A soft female voice echoed.

"Wha!!!!"

He screamed and jolted awake, surprised to find himself lying on the sofa, everyone around him.

"Thank goodness you're already awake…"

Konan sighed.

"W-W-Where the heck are we?"

Pein asked, confused.

"We're in the base sir, at home…"

Kisame, leaning on Samaheda, reassured him.

"Whoa… What the hell happened? Why does my head hurt?"

"You took quite a buster there, sir."

A voice said.

He looked around and saw Mika with Itachi.

"You hit your head on the concrete ground of the village square, y'know?"

"It's a good thing we found you…"

More voices said.

There was Kota with Tobi, Sayuri with Sasori and Deidara with Adell.

"Where the hell is Shizuki?"

He demanded.

"Shizuki is the one who tended to your head injury…"

"No… She's the one who caused all this! She pranked me to!"

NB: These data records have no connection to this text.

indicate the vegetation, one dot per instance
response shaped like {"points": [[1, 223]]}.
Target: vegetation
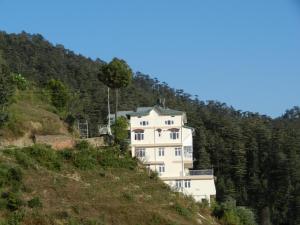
{"points": [[110, 189], [116, 74], [120, 132], [6, 90], [255, 158]]}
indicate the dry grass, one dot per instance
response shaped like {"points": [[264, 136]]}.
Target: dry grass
{"points": [[102, 195], [31, 113]]}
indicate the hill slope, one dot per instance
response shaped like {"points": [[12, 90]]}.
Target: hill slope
{"points": [[255, 158], [31, 113], [87, 186]]}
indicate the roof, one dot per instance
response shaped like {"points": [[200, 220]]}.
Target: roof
{"points": [[144, 111]]}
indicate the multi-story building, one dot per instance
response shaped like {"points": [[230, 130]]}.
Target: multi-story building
{"points": [[162, 141]]}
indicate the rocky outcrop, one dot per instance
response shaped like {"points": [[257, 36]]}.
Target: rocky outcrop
{"points": [[57, 142]]}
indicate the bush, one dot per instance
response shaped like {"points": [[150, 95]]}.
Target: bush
{"points": [[84, 160], [128, 196], [82, 146], [45, 156], [10, 176], [229, 214], [15, 218], [3, 118], [59, 94], [12, 200], [20, 81], [23, 159], [246, 216], [35, 203], [182, 211], [153, 175], [113, 159]]}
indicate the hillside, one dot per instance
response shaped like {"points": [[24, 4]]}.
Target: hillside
{"points": [[31, 114], [255, 158], [87, 186]]}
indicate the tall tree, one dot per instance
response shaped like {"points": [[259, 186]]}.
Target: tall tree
{"points": [[6, 89], [116, 74]]}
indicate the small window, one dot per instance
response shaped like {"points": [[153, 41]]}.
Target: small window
{"points": [[169, 122], [139, 135], [144, 123], [140, 152], [159, 132], [177, 151], [187, 183], [161, 152], [161, 168], [174, 134], [178, 183], [188, 151]]}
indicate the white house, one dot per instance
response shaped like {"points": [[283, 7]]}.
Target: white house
{"points": [[162, 141]]}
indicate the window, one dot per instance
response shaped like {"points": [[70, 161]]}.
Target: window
{"points": [[178, 184], [188, 152], [144, 123], [159, 132], [140, 152], [139, 135], [177, 151], [161, 152], [169, 122], [174, 134], [161, 168], [187, 183]]}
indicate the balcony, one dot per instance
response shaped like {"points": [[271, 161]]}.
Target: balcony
{"points": [[208, 172]]}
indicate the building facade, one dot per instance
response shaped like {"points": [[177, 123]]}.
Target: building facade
{"points": [[163, 143]]}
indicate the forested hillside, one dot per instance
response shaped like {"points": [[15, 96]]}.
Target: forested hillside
{"points": [[256, 158]]}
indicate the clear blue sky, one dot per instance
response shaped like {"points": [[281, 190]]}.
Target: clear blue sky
{"points": [[244, 53]]}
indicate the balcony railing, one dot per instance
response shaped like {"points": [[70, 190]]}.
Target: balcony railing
{"points": [[208, 172]]}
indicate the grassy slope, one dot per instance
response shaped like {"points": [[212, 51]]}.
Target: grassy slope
{"points": [[31, 113], [74, 188]]}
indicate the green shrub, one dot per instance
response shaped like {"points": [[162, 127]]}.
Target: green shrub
{"points": [[182, 211], [20, 82], [82, 146], [231, 218], [66, 154], [84, 160], [10, 176], [230, 214], [153, 175], [12, 200], [59, 94], [246, 216], [15, 218], [45, 156], [128, 196], [113, 159], [35, 203], [23, 159]]}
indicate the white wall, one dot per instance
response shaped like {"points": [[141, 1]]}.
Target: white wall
{"points": [[200, 189]]}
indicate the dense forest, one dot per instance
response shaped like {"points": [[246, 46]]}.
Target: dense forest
{"points": [[256, 159]]}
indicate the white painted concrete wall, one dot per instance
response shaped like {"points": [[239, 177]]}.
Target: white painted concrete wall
{"points": [[176, 167]]}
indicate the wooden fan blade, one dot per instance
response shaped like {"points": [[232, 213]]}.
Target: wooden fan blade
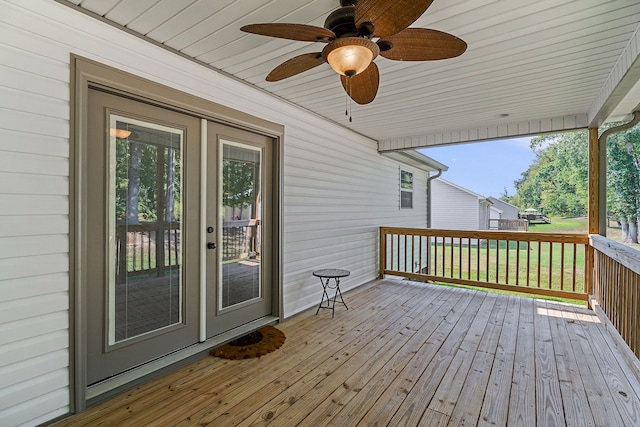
{"points": [[420, 44], [384, 18], [295, 65], [300, 32], [363, 87]]}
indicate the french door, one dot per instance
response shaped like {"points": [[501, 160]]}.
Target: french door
{"points": [[239, 211], [147, 203]]}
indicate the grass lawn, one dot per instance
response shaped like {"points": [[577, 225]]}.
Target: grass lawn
{"points": [[558, 225]]}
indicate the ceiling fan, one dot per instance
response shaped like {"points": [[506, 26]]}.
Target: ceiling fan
{"points": [[356, 34]]}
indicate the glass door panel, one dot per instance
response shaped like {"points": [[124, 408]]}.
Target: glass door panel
{"points": [[145, 203], [241, 231], [239, 204], [142, 242]]}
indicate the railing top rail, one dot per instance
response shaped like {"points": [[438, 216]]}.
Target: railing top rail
{"points": [[625, 255], [491, 235]]}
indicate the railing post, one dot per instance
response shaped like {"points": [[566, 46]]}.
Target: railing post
{"points": [[383, 252]]}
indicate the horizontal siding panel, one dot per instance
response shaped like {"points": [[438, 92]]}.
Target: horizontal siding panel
{"points": [[38, 84], [33, 164], [33, 225], [41, 58], [33, 123], [38, 346], [26, 287], [25, 370], [13, 268], [22, 142], [34, 103], [34, 388], [12, 247], [33, 327], [39, 410], [15, 310], [15, 183], [20, 204]]}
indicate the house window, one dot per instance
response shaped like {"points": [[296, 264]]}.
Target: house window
{"points": [[406, 189]]}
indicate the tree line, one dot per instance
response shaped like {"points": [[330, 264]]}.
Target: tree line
{"points": [[557, 180]]}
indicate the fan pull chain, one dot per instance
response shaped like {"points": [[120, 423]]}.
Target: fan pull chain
{"points": [[347, 111]]}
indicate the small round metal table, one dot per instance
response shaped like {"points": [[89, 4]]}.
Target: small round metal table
{"points": [[325, 276]]}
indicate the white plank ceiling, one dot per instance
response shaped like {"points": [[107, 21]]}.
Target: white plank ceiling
{"points": [[527, 60]]}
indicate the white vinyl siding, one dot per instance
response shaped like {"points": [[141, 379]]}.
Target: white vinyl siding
{"points": [[453, 208], [337, 190]]}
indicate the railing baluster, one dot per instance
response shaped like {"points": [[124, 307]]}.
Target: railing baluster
{"points": [[550, 263], [508, 255], [504, 269], [562, 266], [574, 269], [539, 264]]}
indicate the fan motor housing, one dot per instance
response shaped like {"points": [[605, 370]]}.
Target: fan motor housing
{"points": [[342, 22]]}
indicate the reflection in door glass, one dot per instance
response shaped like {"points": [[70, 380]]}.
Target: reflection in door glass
{"points": [[145, 202], [241, 228]]}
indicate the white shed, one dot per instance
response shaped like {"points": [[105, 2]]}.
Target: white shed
{"points": [[457, 208]]}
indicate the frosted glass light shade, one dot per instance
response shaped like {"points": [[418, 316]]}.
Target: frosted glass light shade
{"points": [[119, 133], [350, 55]]}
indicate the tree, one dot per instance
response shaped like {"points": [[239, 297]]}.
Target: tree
{"points": [[558, 179], [238, 184], [623, 181]]}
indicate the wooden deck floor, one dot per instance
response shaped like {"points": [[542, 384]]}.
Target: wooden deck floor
{"points": [[404, 354]]}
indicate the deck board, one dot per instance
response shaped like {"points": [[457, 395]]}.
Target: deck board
{"points": [[405, 353]]}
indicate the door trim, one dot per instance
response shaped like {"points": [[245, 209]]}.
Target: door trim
{"points": [[86, 73]]}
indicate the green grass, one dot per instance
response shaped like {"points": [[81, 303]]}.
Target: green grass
{"points": [[552, 272], [561, 225]]}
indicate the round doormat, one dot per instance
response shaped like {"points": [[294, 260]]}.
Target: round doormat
{"points": [[255, 344]]}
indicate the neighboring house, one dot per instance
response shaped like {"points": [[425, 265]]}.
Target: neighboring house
{"points": [[457, 208], [508, 210], [494, 213]]}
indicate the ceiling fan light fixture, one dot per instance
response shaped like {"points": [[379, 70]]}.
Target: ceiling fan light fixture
{"points": [[349, 56], [119, 133]]}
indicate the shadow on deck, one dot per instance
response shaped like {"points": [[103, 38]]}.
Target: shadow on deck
{"points": [[405, 353]]}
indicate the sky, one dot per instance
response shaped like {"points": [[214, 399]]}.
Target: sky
{"points": [[486, 168]]}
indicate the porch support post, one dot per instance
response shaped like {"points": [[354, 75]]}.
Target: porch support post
{"points": [[597, 203], [596, 209]]}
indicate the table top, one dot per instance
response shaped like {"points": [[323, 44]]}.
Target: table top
{"points": [[331, 273]]}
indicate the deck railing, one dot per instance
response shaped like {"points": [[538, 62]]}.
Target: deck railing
{"points": [[509, 224], [616, 273], [537, 263], [147, 248], [240, 239]]}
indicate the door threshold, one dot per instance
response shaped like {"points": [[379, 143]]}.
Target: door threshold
{"points": [[156, 368]]}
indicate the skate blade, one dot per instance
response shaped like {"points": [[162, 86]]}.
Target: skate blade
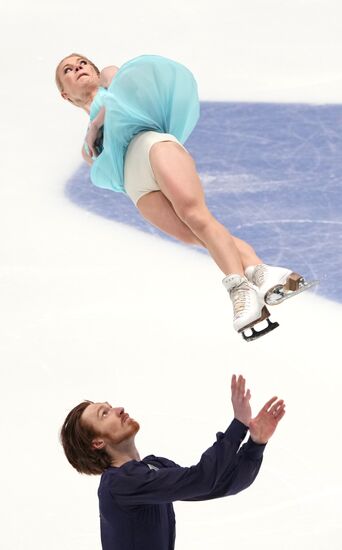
{"points": [[249, 333], [280, 293]]}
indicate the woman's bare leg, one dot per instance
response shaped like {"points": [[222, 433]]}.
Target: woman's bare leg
{"points": [[158, 210], [175, 171]]}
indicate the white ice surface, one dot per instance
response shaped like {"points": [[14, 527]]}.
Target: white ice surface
{"points": [[93, 309]]}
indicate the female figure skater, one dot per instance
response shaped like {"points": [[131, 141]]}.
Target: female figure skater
{"points": [[140, 115]]}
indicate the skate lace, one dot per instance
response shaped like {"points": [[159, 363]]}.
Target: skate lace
{"points": [[259, 275], [241, 299]]}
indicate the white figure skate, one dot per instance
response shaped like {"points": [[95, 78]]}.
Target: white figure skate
{"points": [[276, 284], [249, 310]]}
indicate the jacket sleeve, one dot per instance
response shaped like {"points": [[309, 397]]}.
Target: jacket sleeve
{"points": [[240, 474], [212, 476]]}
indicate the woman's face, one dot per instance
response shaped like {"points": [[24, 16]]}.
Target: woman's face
{"points": [[77, 77]]}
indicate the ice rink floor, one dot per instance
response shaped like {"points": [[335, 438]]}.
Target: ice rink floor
{"points": [[95, 305]]}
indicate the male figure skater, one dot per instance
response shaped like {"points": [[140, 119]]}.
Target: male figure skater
{"points": [[136, 495]]}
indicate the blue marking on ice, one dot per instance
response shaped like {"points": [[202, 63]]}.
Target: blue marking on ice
{"points": [[272, 174]]}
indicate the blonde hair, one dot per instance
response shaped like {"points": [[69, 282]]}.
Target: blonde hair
{"points": [[58, 80]]}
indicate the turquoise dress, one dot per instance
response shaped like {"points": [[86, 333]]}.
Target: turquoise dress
{"points": [[147, 93]]}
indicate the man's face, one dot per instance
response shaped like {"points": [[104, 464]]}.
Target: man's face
{"points": [[76, 74], [111, 424]]}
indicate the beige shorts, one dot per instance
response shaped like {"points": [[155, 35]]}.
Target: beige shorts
{"points": [[138, 174]]}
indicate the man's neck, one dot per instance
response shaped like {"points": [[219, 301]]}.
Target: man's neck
{"points": [[123, 453]]}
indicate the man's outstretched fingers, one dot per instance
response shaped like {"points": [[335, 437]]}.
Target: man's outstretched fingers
{"points": [[269, 403]]}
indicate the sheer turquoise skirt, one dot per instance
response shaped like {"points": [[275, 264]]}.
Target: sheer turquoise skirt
{"points": [[147, 93]]}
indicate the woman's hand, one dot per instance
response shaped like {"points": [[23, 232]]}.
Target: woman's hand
{"points": [[91, 136], [94, 129], [240, 400]]}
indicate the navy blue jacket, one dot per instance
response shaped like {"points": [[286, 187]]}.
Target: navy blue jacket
{"points": [[135, 499]]}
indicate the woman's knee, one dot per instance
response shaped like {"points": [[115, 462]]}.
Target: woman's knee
{"points": [[195, 216]]}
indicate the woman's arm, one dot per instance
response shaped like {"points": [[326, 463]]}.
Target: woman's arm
{"points": [[86, 157], [93, 130], [107, 74]]}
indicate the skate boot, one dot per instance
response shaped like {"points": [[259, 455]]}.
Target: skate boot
{"points": [[276, 284], [249, 310]]}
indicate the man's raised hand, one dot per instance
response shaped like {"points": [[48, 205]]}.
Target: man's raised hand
{"points": [[262, 427], [240, 400]]}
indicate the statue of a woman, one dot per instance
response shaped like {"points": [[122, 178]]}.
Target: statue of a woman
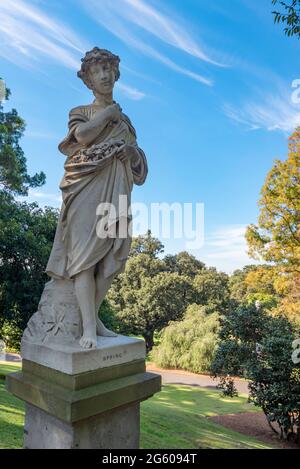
{"points": [[103, 161]]}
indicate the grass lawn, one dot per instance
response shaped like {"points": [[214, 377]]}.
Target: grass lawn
{"points": [[172, 419]]}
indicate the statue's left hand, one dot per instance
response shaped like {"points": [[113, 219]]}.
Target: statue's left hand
{"points": [[127, 152]]}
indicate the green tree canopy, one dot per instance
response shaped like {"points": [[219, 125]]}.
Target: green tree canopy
{"points": [[13, 168], [26, 236], [212, 288], [189, 344], [184, 264], [276, 238], [146, 244], [289, 14]]}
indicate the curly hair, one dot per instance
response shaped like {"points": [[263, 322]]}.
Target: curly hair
{"points": [[100, 56]]}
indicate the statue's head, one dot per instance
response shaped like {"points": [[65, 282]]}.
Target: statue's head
{"points": [[99, 70]]}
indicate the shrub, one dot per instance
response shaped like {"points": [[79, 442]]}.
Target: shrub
{"points": [[259, 346], [189, 344], [11, 334]]}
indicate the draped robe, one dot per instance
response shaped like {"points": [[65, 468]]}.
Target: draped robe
{"points": [[84, 186]]}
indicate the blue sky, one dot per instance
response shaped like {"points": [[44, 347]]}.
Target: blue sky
{"points": [[207, 85]]}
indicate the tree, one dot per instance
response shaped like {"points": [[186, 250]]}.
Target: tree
{"points": [[159, 300], [258, 346], [290, 15], [189, 344], [184, 264], [146, 244], [26, 237], [13, 169], [276, 238], [212, 288]]}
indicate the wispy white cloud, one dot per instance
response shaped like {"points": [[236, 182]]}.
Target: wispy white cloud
{"points": [[131, 93], [164, 28], [274, 113], [28, 35], [27, 31], [120, 17], [226, 248]]}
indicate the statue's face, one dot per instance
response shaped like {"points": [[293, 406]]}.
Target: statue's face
{"points": [[102, 77]]}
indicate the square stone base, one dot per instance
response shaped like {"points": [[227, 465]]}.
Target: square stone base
{"points": [[115, 429], [84, 399]]}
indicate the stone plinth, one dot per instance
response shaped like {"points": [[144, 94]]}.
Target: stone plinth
{"points": [[83, 398]]}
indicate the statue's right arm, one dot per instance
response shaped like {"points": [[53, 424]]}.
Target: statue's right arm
{"points": [[87, 132]]}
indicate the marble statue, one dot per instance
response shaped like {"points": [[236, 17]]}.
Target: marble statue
{"points": [[103, 162]]}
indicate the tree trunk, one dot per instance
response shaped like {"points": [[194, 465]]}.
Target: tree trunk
{"points": [[148, 336]]}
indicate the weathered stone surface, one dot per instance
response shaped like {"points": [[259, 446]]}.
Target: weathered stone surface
{"points": [[83, 380], [116, 429], [72, 406], [72, 359]]}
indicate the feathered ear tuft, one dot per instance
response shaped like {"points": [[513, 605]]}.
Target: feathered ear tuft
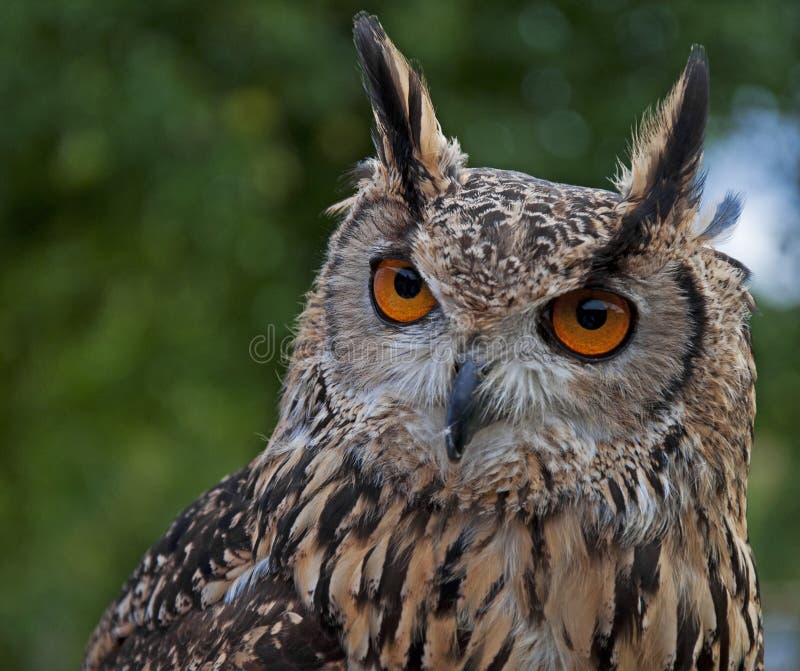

"Don't accuse me of such things…"

She said, hitting him at the back of his head, causing a big lump to appear.

"Oww…Oww…Owweee…"

He whimpered softly.

"You mean everything was a dream? A hallucination?

"What do you mean, Pein?"

They curiously asked.

"I mean Kota dated Tobi, we found Deidara's girlfriend online, Sasori got mind bendingly jealous so he also found himself his ideal girl and after that he forced us to take our cloaks off then we played truth or dare, Pinoko bit me, Kakuzu said he loved Hidan, Kisame took off his pants and we all saw he was half shark, Itachi even went to Konoha to apologize to Sasuke in Italian! Sasori kissed Sayuri too and we all sung the Kiss the girl song!"

He said, but to the others, he sounded pretty hysterical.

"You know what we think, Sir?"

Kakuzu said, completely ignoring what Pein just said a while ago.

"We think you hit your head on the pavement a bit too hard…"

He said, knocking on his own head.

"But it was t-t-too real! There's just no way it was a dream…"

Konan then tapped his shoulder.

"How 'bout I take you upstairs to your bedroom, how's that?"

She offered, sweat dropping.

"Sure… But I tell you! It's all real!"

He insisted, while his blue-haired partner assisted him in walking.

"Yeah, sure it is…"

She replied a bit sarcastically.

With that she looked over her shoulder and winked at the people behind her.

They all winked back.

When the sound of the door closing was heard, Tobi broke the silence by saying:

"You think it's better if Leader-san doesn't know the truth about you know what?"

He asked Kota.

"Yep."

Mika answered.

"It's best if he thinks this was all a dream…"

Shizuki added.

"But sometimes, I feel like we were all trapped inside a fanfiction forced to do crazy stuff the author writes…"

Kisame said.

"No. If this was a fanfiction, Deidara would be in a dress…"

Itachi said pointing to the blonde beside him which resulted in fits of laughter from the group as Deidara and his girlfriend beat up the poor Uchiha.

……………………………………………………………………………………………………………………………….

Finally I'm finished!!!!

Thank you for reading and reviewing!